Lucinda Williams
Rocks Off has to admit she never really was a Lucinda fan, originally thinking Miss Williams leaned too heavy on the
country side of alt-country. But lately we've come around. For one, we love her careless voice - like Dylan, she's not concerned with singing on-key, and there's a kind of punk aesthetic to that. For two, in a genre that is very chick-heavy, she seems to have risen above the status quo with music that's almost genre-defying. And? She's an excellent songwriter.
We were wrong. We admit it. Besides, what could be better for a drive through the Chihuahuan Desert?
Bob Dylan
The
Royal Albert Hall live album recorded in 1966 is our favorite Bob Dylan album because it perfectly encapsulates the essential Dylan - folk hero turned musical God. Also, the live version of "Like a Rolling Stone" from that recording may be the best rock and roll song of all time. With the scathing lyrics and the electric guitar, it's one giant "Fuck you" to the world of music as it was back then. Rocks Off has heard this song a million times, and she still gets chills when the piano, guitar, organ and drums all clash together at the very beginning of the song.
Dwight Yoakam
Rocks Off finally arrives in Big Bend National Park, the least-visited national park in the country. We meet our friends, one of whom is a geologist on his umpteenth trip to the Chisos, at a bar called
La Kiva and listen to a cover band featuring the park's head botanist play covers of the Grateful Dead.

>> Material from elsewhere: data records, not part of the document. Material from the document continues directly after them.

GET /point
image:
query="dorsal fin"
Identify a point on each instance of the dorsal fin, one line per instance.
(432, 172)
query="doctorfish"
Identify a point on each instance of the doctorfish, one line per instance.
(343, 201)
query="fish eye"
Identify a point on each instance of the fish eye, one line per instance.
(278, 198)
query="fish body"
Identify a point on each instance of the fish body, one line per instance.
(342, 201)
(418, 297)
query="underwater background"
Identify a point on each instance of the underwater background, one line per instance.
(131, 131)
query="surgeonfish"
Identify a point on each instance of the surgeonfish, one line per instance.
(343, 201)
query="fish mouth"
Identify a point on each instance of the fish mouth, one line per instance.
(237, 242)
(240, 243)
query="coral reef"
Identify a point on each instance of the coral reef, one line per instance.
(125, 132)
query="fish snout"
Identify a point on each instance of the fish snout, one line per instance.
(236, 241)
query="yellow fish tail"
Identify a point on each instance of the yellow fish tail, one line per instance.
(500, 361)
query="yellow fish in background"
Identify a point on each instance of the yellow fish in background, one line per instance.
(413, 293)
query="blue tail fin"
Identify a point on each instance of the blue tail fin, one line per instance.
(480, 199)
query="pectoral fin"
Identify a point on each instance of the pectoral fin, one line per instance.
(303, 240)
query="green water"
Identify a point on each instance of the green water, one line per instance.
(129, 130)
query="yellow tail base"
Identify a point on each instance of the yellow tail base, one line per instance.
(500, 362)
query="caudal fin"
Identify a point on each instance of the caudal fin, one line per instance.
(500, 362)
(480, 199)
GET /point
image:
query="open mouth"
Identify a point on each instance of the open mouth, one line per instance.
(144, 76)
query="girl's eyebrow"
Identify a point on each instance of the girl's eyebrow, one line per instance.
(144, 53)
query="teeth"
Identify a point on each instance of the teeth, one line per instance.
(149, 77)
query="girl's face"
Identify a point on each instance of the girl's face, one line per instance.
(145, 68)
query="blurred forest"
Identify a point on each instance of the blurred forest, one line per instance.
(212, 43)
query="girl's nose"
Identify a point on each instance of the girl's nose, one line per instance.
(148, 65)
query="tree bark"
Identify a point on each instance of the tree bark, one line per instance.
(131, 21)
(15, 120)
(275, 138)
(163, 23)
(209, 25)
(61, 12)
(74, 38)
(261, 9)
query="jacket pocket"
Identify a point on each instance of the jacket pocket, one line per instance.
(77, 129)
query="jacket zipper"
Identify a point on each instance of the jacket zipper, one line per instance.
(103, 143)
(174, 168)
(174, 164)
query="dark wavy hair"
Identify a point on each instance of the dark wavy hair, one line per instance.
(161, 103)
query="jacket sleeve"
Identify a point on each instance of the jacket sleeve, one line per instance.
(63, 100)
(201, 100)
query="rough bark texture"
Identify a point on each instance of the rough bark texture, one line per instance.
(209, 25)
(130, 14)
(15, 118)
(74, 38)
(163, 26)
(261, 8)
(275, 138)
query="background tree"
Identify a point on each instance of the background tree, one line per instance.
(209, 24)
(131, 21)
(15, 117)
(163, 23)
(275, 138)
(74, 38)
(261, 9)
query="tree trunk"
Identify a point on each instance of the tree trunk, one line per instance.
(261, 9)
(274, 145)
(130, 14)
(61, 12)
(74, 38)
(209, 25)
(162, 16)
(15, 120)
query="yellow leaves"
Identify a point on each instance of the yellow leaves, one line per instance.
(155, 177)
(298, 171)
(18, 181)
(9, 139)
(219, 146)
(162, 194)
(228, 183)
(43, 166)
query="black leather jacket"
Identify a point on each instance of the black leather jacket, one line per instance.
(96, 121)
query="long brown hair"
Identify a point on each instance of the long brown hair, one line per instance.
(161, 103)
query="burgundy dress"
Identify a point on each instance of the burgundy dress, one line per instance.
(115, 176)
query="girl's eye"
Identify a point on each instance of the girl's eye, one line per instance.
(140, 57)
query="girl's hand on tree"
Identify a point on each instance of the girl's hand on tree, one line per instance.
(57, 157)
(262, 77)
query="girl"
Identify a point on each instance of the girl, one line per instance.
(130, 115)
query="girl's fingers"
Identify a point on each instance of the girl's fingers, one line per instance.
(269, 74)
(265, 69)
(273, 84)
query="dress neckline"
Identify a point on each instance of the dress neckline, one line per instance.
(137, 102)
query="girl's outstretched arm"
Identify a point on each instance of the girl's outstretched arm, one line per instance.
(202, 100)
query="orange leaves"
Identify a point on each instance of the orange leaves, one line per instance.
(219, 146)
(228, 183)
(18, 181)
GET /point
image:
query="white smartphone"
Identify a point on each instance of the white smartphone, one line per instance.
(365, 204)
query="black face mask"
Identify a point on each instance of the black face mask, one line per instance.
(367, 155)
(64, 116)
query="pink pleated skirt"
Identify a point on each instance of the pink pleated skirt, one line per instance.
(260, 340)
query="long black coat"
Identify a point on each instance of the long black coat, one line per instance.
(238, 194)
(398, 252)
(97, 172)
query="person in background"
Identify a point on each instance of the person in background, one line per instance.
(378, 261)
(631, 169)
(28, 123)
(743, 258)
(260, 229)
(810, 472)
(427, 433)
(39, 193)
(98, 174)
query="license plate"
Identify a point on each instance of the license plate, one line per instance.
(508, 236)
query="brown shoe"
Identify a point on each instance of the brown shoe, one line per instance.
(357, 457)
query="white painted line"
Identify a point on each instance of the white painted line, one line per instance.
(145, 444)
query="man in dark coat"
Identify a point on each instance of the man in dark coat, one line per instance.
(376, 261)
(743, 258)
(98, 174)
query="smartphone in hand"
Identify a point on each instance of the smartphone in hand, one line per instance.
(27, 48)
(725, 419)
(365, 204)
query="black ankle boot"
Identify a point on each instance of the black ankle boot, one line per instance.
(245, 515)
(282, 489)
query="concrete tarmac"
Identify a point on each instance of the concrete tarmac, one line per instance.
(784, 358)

Later, as we're heading to our campsite in our friends' four-wheel drive (that's how remote the campsite is) they pop in their own years-old mixtape meant to evoke the wilds of West Texas. It relies heavily on Dwight Yoakam. We get our tents set up, cook a simple campside dinner and watch the stars while listening to Doyle Hargraves sing about how time doesn't matter in the middle of nowhere.